Even though, in small cohorts, we and others [2, 19] now provide data indicating that bariatric surgery can be a safe method to attain sustained weight loss also for obese subjects with established IHD, among patients treated with surgery there were no signs of increased short-term or long-term cardiovascular morbidity or mortality. Postoperative complications were comparable with those previously reported in obese patients free from cardiovascular disease.
The beneficial effects of bariatric surgery in the present study were in line with those previously observed [6, 8, 20, 21]. After two years, surgically induced weight loss was associated with favourable effects on multiple cardiovascular risk factors, including abdominal obesity, hypertension, diabetes, and dyslipidemia. Patients also experienced a significant relief from symptoms of chest pain and breathlessness and reduction in sleep-disordered breathing. Physical activity during leisure time increased and several aspects of quality of life improved. After 10 years, recovery from hypertension, diabetes, physical inactivity, and depression was still more common in treated patients.

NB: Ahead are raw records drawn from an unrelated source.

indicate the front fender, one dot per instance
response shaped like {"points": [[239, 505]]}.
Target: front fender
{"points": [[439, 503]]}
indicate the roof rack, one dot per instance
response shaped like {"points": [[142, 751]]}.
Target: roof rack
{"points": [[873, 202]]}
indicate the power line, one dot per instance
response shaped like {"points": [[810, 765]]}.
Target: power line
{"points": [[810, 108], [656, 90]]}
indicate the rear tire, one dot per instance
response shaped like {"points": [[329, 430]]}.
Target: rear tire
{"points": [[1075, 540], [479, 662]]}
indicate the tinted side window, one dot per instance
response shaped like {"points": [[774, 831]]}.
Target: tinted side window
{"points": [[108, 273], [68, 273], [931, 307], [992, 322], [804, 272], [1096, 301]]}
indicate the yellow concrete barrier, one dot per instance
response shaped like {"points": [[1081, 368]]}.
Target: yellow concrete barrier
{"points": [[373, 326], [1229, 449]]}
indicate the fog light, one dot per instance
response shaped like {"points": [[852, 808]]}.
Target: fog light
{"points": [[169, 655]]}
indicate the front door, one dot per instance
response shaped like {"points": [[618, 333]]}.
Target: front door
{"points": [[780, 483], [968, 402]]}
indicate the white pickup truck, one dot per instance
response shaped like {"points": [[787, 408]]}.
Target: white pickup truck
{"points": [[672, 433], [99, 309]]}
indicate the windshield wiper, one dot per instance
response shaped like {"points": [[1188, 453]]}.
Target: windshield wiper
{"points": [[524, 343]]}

In view of the findings in the present study, previous concerns about increased perioperative risk associated with bariatric surgery appear to be unwarranted. Further, the widespread effects of surgical obesity treatment on symptoms and risk factors make it an attractive alternative in attaining secondary prevention in patients with ischemic heart disease. Still, risk factor improvements following bariatric surgery did not translate into reduced clinical endpoints when surgery and control groups were compared. It is possible that the small study sample precluded the detection of an actual difference in event rate between the two study groups and larger cohort studies are needed to elucidate the effect of bariatric surgery on clinical outcome.
The main limitation of the present study is its small sample size, which precluded any firm conclusions with respect to cardiovascular outcome. Its strength, on the other hand, is the long-term follow-up of prospectively collected data, which makes it reasonable to conclude that the operative procedure is safe in patients with ischemic heart disease. Another weakness is the nonrandomized design of the study. Despite this, the two groups were quite similar with respect to baseline demographics. Thereby the conclusions with respect to improvements in cardiovascular risk factors, symptoms, and quality of life following surgery seem valid.
In this study most patient were treated with minimal invasive surgery techniques with a known low complication rate (gastric banding or vertical banded gastroplasty). In studies using gastric bypass as surgical method a higher peri- and postoperative complication rate could be expected.
Taken together we have provided data that support the safety and feasibility of bariatric surgery in obese patients with IHD. This is encouraging for future-controlled studies prospectively evaluating the long-term effects of bariatric surgery in this patient population. Future trials should aim to explore bariatric surgery in obese patients with IHD and metabolic complications.